イノシン酸はうま味成分としても知られ、ATPの分解が進行するとともに増えてきます。この状態を【熟成】と言い、最近では意図的にこの状態にすることで美味しくする調理法も確立され始めています。
しかし、分解によって増えていくイノシン酸は永遠に増えていくわけではなく、限界まで分解されてしまうと、そこからは消化器の中にいた細菌や、外部から付着した細菌の持つ酵素によってさらに分解が進んでいきます。するとイノシン酸はどんどん減っていき、旨味もなくなり、私たち人間にはうまく消化することができなくなってしまうのです。これが腐敗、いわゆる【腐る】という状態なのです。
冷蔵庫では熟成が進む
細菌や細菌の持つ酵素は適度な温度や水分のある環境で活発に活動しますが、低温の冷蔵庫に入れることでこの活動は鈍くなります。この時、分解は完全に停止するわけでなく、限りなくゆっくりと進行しているので、一般的にはこのゆっくりとした分解を利用して熟成を行います。ですが、ゆっくりとした分解だからといって、あまり長時間放置してしまうと前述のように熟成は腐敗に変わってしまいますので、保存期間には注意が必要です。
冷蔵庫は乾燥もしやすい
また、冷蔵庫に入れることでもう一つ注意するべきは【乾燥】です。物体は温度が下がると飽和水蒸気量がドンドン低下していきます。つまり、冷蔵庫に入れ温度が下がるとともに、飽和水蒸気量も低下していき、魚の身から水分が抜けていってしまいます。
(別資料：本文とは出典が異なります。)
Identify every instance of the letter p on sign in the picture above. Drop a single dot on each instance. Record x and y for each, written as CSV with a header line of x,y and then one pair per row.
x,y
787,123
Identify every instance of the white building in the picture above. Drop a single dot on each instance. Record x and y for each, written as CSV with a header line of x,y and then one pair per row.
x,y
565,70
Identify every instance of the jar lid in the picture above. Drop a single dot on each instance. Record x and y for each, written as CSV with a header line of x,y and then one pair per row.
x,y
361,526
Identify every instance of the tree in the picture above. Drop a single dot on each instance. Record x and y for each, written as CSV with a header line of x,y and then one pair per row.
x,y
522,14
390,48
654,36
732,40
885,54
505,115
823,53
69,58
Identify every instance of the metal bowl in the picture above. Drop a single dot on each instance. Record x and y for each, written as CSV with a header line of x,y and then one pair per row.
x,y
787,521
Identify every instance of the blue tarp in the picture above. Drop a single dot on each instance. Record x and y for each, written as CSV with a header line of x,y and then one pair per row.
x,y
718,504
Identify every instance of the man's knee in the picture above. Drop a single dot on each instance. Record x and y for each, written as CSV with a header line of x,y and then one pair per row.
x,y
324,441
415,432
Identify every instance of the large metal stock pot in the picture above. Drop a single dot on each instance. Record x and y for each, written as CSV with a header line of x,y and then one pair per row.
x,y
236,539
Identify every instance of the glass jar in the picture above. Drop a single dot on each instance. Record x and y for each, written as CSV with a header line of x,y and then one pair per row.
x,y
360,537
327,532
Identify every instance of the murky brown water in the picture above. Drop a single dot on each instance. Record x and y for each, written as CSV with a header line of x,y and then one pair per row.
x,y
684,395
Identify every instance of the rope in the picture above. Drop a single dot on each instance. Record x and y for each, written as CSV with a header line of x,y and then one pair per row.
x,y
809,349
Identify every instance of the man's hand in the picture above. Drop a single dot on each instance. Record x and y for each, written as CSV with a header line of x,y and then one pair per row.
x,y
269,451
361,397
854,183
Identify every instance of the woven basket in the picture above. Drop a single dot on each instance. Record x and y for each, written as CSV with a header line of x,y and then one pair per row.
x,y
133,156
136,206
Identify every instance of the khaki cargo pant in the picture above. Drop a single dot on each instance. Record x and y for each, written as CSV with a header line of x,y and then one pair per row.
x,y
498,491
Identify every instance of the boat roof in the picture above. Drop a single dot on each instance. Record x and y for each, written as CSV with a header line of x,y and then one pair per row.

さらに、冷蔵庫内は水蒸気を外部に排出する機能が付いているため、適当に管理していると身から抜けた水分はどんどん冷蔵庫外に放出され、気づいたころには身はパサパサになってしまうのです。冷蔵庫で干物が作れるのは、この原理を利用しているからです。保存時にはこの乾燥にも気をつける必要があります。